The Dregs by jazzijava (CC BY-NC-ND)
An important part of a data analyst's work is gathering data. Sometimes you might get it in a nice, machine readable format (XML, JSON, CVS, you name it). There are times when you have to work a little to get the data in a decent format.

Node.js + Cheerio + Request - a Great Combo

As it happens Node.js and associated technologies are a great fit for this purpose. You get to use a familiar query syntax. And there is tooling available. A lot of it.

Disfigured by scabeater
(CC BY-NC-ND)

My absolute favorite used to be Zombie.js. Although designed mainly for testing it works often alright for scraping. node.io is another good alternative. In a certain case I had to use a combination of request, htmlparser and soupselect as zombie just didn't bite there.

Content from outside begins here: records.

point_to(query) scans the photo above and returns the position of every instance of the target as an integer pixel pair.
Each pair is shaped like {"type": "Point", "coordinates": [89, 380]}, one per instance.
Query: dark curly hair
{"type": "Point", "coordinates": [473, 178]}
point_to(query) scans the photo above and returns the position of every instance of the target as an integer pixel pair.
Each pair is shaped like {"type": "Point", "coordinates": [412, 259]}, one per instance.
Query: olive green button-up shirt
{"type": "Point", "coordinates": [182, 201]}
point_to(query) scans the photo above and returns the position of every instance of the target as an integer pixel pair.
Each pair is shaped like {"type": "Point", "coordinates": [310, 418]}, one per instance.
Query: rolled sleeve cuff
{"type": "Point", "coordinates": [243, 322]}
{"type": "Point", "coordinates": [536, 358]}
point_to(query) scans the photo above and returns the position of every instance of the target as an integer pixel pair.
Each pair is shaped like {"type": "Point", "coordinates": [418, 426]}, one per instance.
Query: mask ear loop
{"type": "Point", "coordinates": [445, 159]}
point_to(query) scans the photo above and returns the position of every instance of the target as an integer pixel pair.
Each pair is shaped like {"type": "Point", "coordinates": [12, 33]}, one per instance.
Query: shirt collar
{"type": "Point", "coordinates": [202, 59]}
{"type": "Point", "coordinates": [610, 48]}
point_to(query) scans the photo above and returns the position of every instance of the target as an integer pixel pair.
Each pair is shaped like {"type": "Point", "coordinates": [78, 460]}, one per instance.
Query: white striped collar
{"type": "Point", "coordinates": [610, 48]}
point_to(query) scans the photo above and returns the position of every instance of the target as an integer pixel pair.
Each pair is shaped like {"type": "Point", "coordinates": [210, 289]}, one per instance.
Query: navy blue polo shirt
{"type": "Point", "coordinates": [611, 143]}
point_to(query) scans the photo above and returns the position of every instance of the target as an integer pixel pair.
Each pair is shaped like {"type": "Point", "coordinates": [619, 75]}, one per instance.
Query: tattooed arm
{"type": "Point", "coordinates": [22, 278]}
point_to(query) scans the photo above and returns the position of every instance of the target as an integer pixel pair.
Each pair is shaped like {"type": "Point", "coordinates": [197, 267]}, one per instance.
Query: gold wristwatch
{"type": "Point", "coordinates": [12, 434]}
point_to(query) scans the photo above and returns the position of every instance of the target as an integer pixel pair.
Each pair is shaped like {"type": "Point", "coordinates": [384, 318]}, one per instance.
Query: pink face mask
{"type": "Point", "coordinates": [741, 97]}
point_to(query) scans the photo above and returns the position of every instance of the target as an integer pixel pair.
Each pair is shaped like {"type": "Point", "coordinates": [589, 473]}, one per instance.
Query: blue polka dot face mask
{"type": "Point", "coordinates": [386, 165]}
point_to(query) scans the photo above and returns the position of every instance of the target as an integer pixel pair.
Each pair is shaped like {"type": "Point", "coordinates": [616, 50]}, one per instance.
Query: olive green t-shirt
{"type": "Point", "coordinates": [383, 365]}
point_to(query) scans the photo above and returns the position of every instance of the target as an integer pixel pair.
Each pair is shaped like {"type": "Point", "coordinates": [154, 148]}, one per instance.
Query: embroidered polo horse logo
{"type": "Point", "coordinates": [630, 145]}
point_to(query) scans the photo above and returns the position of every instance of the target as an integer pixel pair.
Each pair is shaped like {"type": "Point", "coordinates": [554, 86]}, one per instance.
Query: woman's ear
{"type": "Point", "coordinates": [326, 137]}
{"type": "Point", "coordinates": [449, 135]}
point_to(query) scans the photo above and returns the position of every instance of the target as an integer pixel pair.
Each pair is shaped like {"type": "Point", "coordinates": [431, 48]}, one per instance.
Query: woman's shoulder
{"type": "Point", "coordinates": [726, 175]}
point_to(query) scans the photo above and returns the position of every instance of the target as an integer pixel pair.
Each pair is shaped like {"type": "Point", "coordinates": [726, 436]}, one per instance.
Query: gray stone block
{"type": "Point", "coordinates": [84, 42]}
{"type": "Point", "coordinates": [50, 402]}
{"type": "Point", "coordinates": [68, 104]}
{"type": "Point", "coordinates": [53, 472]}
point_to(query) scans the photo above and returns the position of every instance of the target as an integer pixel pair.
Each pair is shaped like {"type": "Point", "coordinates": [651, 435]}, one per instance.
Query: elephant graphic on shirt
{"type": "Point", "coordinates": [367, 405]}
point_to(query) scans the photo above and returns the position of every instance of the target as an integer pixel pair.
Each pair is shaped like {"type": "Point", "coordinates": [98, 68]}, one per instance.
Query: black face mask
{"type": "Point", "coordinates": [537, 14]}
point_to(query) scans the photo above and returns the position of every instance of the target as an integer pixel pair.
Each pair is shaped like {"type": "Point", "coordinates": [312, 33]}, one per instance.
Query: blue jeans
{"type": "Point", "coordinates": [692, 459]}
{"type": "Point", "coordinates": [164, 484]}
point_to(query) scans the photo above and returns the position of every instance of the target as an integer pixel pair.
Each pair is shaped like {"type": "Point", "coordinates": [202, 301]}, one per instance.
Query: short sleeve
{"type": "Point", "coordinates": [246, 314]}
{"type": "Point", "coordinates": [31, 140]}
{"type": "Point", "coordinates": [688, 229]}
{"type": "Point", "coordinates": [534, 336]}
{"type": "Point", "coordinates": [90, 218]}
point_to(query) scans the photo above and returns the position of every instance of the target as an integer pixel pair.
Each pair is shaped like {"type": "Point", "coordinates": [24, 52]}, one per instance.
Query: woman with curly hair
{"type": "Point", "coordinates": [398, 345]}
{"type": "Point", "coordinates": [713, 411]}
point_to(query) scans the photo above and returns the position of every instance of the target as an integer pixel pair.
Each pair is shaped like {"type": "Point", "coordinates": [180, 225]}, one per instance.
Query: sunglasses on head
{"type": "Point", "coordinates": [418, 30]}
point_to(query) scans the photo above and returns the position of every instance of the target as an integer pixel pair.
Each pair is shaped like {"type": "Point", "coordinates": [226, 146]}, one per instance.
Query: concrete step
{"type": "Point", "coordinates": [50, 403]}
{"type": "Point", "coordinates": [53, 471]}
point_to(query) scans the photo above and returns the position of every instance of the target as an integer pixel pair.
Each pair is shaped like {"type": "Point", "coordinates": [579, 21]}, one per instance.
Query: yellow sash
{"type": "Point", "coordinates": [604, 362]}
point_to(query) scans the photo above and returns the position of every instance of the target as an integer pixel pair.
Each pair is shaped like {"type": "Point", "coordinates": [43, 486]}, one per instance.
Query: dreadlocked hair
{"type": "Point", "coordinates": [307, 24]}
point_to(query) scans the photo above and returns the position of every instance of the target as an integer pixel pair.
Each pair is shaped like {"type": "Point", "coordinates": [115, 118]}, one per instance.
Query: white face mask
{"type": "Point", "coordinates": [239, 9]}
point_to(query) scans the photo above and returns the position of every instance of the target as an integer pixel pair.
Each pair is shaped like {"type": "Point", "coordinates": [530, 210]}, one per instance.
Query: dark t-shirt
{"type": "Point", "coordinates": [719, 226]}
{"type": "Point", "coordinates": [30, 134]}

These days I like to use combination of cheerio and request. Getting this combo to work on various environments is easier than Zombie. In addition you get to operate on a familiar jQuery syntax so that's a big bonus as well.

Basic Workflow

When it comes to scraping the basic workflow is quite simple. During development it can be useful to stub out functionality and fill it in as you progress. Here is the rough approach I use:

  1. Figure out how the data is structured currently
  2. Come up with selectors to access it
  3. Map the data into some new structure
  4. Serialize the data into some machine readable format based on your needs
  5. Serve the data through a web interface if you so want

It can be helpful to know how to use Chrome Developer Tools or Firebug effectively. SelectorGadget bookmarklet may come in handy too. If you feel like it, play around with jQuery selectors in your browser. It will be very useful to be able to compose selectors effectively.

Examples

Shady Customer by Petur
(CC BY-NC-ND)
sonaatti-scraper scrapes some restaurant data. It uses node.io, comes with a small CLI tool and makes it possible to serve the data through a web interface.

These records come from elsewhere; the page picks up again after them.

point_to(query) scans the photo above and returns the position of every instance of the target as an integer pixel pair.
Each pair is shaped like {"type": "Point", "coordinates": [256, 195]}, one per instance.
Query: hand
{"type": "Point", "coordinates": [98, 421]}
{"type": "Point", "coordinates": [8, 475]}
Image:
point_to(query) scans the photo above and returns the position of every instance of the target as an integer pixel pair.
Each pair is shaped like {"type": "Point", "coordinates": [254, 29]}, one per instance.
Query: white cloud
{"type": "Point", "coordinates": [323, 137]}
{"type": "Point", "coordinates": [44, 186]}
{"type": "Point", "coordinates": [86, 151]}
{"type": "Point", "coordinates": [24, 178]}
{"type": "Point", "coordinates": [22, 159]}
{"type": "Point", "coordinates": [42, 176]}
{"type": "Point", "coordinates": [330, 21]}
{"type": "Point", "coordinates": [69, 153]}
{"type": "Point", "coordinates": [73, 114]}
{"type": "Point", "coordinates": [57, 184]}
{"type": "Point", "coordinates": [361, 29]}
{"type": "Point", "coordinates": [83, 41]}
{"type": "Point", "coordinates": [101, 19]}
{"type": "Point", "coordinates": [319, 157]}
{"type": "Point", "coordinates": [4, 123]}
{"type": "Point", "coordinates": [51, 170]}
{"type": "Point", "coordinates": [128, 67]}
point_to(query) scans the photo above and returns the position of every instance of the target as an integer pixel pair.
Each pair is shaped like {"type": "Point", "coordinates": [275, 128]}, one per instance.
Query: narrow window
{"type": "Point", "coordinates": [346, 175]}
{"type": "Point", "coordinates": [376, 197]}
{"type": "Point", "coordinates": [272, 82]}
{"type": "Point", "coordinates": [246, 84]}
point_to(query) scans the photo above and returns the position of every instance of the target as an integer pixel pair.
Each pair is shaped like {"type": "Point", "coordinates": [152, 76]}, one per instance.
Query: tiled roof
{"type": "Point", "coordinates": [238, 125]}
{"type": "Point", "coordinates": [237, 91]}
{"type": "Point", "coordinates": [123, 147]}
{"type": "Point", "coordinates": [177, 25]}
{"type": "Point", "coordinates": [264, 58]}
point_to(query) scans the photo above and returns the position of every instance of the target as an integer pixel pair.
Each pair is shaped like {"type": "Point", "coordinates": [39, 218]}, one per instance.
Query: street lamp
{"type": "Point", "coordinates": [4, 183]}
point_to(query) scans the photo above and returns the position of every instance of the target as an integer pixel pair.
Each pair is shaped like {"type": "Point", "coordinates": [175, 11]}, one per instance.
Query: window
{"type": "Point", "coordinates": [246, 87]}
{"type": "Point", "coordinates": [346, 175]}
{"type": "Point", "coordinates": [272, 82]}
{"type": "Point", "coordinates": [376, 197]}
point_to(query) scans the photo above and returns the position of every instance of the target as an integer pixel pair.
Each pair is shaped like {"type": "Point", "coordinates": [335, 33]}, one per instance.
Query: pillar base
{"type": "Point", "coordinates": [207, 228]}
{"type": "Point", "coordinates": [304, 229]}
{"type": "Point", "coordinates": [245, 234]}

There is some room for improvement. It would be a good idea not to scrape the data each time a query is performed to the web API for instance. There should be a cache of some sort to avoid unnecessary polling. It is a good starting point, though, given its simplicity.

My other example, jklevents, is based on zombie cheerio. It is a lot more complex as it parses through a whole collection of pages, not just one. It also performs tasks such as geocoding to further improve the quality of data.

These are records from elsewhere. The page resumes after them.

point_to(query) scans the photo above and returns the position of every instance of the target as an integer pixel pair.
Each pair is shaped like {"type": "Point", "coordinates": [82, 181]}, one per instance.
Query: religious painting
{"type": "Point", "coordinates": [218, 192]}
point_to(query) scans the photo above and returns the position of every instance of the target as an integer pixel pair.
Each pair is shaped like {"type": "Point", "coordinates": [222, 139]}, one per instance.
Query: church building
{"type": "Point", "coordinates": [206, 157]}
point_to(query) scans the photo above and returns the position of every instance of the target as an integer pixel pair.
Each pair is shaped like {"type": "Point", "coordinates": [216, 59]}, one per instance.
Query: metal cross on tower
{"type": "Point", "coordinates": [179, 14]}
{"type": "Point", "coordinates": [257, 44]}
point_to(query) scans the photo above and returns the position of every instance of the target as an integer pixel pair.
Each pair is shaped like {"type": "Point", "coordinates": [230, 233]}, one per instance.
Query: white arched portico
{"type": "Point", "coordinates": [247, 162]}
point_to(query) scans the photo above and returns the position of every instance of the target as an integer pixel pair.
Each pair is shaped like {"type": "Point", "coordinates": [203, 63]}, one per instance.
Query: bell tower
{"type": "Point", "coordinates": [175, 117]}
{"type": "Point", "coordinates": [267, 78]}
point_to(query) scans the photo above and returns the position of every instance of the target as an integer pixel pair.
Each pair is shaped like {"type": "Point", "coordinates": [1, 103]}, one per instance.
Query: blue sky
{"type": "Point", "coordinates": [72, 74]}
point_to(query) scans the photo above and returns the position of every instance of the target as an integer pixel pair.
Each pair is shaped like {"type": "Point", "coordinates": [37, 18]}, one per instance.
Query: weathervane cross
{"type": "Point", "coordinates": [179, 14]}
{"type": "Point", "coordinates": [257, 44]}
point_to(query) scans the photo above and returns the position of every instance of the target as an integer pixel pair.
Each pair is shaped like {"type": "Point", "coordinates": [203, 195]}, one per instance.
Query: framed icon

In my third example, f500-scraper, I had to use a combination of tools as zombie didn't quite work. The issue had something to do with the way the pages were loaded using JavaScript so the DOM just wasn't ready when I needed to scrape it. Instead I ended up just capturing the page data the good old way and applying some force on it. As it happens it worked.

lte-scraper uses cheerio and request. The implementation is somewhat short and may be worth investigating.

Other Considerations

When scraping, be polite. Sometimes the "targets" of scraping might actually be happy that you are doing some of the work for them. In case of jkl-event-scraper I contacted the right holder of the data and we agreed on an attribution deal. So it is alright to use the data in a commercial way given there is an attribution.

This is just a point I wanted to make as there are times when good things can come out of these sort of things. In the best case you might even earn a client this way.

Conclusion

Node.js is an amazing platform for scraping. The tooling is mature enough and you can use familiar query syntax for instance. It does not get much better than that for me at least. I believe it could be interesting to try to apply fuzzier approaches (think AI) to scraping.

For instance in case of restaurant data this might lead into a more generic scraper you can then apply to many pages containing that type of data. After all there is a certain structure to it although the way it has been structured in DOM will always vary somewhat.

Even the crude methods described here briefly are often quite enough. But you can definitely make scraping a more interesting problem if you want to.